Japan:Health insurance for family members of foreign workers in the country

| 21 Apr 2025

Family members back home of foreign workers employed in Japan will be provided health insurance covers by the employer company.

This new initiative has been started by the local government of Yamanashi prefecture and a few others. This move is being read as another effort to lure overseas workers to their communities. Such initiatives are becoming fiercer not just between Japan, South Korea and Taiwan, but also within Japan.

Normally only the foreign workers employed in Japan are covered by the country’s national health insurance programme in Japan.

In the new move, however, initially kickstarted for workers from Vietnam, Tokio Marine Insurance Vietnam is insuring the relatives of such workers in their home country while Vietnamese workers on the payroll of businesses in the prefecture will sign as the policy holder.

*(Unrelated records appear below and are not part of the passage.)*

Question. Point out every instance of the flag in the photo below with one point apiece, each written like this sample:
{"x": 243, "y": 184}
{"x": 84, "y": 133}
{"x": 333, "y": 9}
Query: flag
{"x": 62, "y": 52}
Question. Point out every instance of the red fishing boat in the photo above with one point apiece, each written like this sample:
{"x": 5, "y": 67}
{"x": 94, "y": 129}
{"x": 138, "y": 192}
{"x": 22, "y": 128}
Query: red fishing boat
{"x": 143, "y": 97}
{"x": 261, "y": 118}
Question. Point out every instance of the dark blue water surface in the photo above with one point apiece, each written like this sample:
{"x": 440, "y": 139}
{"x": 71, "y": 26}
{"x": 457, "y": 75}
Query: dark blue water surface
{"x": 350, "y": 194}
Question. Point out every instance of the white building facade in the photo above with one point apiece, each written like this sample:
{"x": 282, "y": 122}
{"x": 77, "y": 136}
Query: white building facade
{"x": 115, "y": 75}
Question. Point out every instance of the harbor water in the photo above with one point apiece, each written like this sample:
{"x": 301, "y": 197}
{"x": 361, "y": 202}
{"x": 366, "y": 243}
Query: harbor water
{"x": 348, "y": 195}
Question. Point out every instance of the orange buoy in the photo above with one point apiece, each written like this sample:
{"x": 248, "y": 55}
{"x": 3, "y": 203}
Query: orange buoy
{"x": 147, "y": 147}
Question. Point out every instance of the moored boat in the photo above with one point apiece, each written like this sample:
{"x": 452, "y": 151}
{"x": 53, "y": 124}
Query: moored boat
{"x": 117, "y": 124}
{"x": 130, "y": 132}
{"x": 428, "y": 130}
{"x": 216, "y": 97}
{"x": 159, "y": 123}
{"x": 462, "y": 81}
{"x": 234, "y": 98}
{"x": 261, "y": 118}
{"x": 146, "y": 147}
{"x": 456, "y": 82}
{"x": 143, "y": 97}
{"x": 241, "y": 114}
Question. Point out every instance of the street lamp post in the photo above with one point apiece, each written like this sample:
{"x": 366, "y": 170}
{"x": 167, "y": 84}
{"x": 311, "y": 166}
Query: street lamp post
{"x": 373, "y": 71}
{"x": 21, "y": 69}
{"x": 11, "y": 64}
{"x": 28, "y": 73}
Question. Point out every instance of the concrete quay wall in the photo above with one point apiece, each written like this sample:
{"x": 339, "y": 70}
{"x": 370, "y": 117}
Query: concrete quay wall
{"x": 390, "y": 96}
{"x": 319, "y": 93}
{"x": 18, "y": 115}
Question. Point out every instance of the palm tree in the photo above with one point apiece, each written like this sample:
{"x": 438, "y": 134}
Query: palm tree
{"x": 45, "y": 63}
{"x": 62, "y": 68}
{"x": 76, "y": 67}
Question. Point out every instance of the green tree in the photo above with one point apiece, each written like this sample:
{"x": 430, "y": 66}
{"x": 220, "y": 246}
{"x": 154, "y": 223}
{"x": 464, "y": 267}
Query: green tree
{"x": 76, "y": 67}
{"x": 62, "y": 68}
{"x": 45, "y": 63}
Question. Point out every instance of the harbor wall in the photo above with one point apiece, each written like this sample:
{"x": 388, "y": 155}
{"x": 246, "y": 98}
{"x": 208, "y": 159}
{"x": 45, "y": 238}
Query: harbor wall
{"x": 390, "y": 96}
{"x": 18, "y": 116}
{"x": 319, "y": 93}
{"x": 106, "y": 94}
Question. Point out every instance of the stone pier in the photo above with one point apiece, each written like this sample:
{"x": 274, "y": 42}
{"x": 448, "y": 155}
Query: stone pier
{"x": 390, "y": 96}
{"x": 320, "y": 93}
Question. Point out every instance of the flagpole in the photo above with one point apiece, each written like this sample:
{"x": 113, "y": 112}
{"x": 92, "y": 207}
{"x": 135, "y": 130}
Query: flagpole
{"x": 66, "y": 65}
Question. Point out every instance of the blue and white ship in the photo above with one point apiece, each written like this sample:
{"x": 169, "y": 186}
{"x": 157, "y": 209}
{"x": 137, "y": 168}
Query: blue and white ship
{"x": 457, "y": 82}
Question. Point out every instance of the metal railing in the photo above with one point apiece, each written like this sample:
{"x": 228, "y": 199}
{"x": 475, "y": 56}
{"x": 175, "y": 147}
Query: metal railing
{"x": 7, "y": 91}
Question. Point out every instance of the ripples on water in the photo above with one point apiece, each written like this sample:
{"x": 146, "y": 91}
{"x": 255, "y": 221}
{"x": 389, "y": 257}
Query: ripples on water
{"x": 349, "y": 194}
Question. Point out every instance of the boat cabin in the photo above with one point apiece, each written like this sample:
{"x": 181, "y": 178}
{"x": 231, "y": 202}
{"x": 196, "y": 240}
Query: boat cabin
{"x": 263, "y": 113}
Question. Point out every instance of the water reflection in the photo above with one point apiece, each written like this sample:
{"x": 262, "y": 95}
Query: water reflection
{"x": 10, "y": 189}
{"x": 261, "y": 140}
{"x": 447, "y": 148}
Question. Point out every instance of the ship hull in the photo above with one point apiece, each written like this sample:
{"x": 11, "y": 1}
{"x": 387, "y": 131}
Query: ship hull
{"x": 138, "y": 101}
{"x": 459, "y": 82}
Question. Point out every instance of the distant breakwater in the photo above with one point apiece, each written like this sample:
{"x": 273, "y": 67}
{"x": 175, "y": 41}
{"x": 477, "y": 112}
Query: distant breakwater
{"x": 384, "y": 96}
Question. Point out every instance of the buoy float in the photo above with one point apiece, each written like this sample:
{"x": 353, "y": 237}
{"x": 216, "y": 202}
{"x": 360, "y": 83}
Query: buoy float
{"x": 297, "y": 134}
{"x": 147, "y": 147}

The annual premium is JPY26,000 ($173) per relative. According to news reports the insurance for relatives in home country will cover effectively 90% of medical costs the insured person will have to pay.

According to the conditions of the policy if an employer contributes the premiums for at least 75% of the foreign workers employed, the employer qualifies to receive subsidies amounting to half of the contribution made from the prefectural government. This is a private insurance policy and has no connection to Japan’s public health insurance programme.

This move of the prefecture governments has, however, met with stiff resistance from the local residents. The local governments, are, however, steadfast in their decision on this initiative. The local governments say use of public funds for the premiums will help local businesses struggling to secure manpower for survival in view of rapidly declining population.

According to Japan’s Immigration Services Agency as of the end of 2024, about 3.77m foreigners lived in Japan, an increase of 10.5% as compared to 2023.

A survey conducted by Asahi Shimbun in October 2024 revealed that the nation’s 47 prefectures, including Tokyo, as well as 20 ordinance-designated cities with a population of 500,000 or more, have been hit by decades of depopulation and are growing anxious about the country’s policy involving blue-collar foreign workers.

Japan currently has a technical intern training system, introduced in 1993 and terminating in 2027.  It prohibits foreign workers from changing jobs during their stay in Japan. This is scheduled to be replaced by a new regulation that will allow trainees to move on to a new job if they work for a certain period of time in the country.

An estimate about Japan’s population predicts that the share of foreigners in Japan might account for 10% of the total population in around 2050 if the current pace of the growth continued. This growth will be coupled with a sharp drop in the number of Japanese residents.